理想のデイリーパンツを求めて。私のパンツボトム遍歴

部屋着を特別持たない私は日中家にいるときも、ちょっとした外出もパンツボトムで過ごしています。
最近はスカートスタイルも少し復活していますけれどね。

デイリーパンツは、活用度が高い暮らしの土台です。
こだわりがあるし、どんなものが良いのか模索し続けてきました。

理想のデイリーパンツを求めた旅路、私のパンツボトム遍歴についてお伝えします。

デイリーパンツのはじまり

もともと私はスカート派。
学生時代はほとんどスカートで過ごしてきました。
パンツボトムを活用しだしたのは、働き出してから。
なりふり構わず仕事に没頭できるし、スカートだと日焼け止めを塗ったり手間がかかるからです。
ストッキング(ほとんど履きませんが)やタイツにコストがかかるからという理由もありますね。

はじまりはデニムパンツ

最初に手を出したのはデニムパンツ。
デニムは好きではありませんでしたが、みんな履いていたし、雑誌でもよく特集されていたので持つべきアイテムだと思いました。

ふむ。
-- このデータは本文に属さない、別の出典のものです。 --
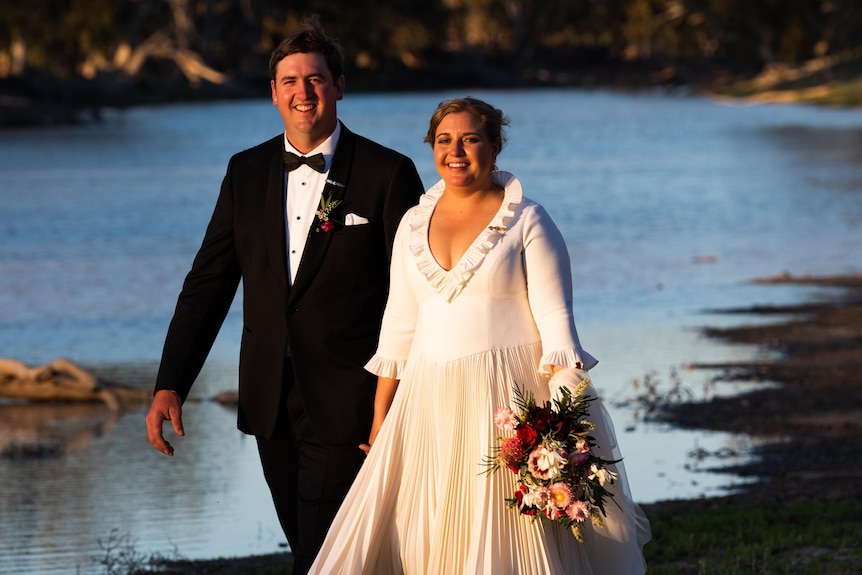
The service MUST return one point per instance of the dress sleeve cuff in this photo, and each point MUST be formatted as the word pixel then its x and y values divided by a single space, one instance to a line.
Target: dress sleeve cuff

確かにデニムマジック。
どんな服を合わせても様になって、それなりのスタイルに見えます。
家でも外でもデニムで過ごしました。

おしゃれに自信がなかった私はそこそこおしゃれにみえて、雑誌のような格好ができたことに浮かれていました。
…のは最初だけ。
すぐに「デニムはしんどい」と気づきました。

デイリーに履けない!苦しすぎるデニムパンツ

デニムって疲れます。
まず重たい。
初めて購入したのはデニム専門店で買った、色落ち加工の施されたシンプルなボーイフレンドデニム。
ストレッチは入っておらず、綿100%。
デニムらしいデニムでした。
重くて硬くて、履きこんでいるうちに柔らかくなり体型にフィットしていくジーンズ。
いつか、いつか楽になれると頑張って履いてみましたが、ずっとしんどいままでした。
ベルトの重ささえ苦痛を感じるようになりました。

デニムパンツに苦痛を感じながらも、そこは若さ故の頑張りでカバー。

引きずった裾が少し綻んできたのを機会に手放しました。
数年くらい履いたように思います。
ジーンズ愛好家からしたら、「これからだろう」と思われる微々たるダメージで手放す私は、やはりデニムには向いていないのかもしれません。

機能派カラーデニムパンツに大満足

パンツボトムの便利さは甘受しましたが、デニムパンツの洗礼を受けました。

デイリーに履くにはもう少し楽なものが良い。

出会ってしまったかもしれないマイ・ベスト・パンツ

次に購入したパンツボトムもデニム。
とは言ってもインディゴ染めではなく、黒のカラーデニム。
綿100%でなくポリエステルやポリウレタンが混紡されていました。
商品説明には、「夏に涼しく冬に暖かい」と書かれていました。
履いてみたら、化繊が混紡されているだけあって、通常のデニムより軽い!
そして何より気に入ったのがまた上が深いこと。
当時ローライズが流行っていて、売れれているパンツボトムはまた上が浅いものばかり。
ローライズがどうしても気に入らず、商品選びに苦心しました。
ようやくデニム売り場で1種類だけあったまた上深めの機能性カラーパンツを見つけたのです。
持っていたデニムに感じていた不満を解決する理想のパンツボトムでした。

少しお高かったのですが、当時パンツボトムは1本主義。
全ワードローブでパンツは一本だけしか持ちません。
たくさん履けば元が取れることは分かっていたので購入を決意しました。
思い返せば、世間知らずな若かりしときの方が私はずっと堅実で理にかなった行動をしていました。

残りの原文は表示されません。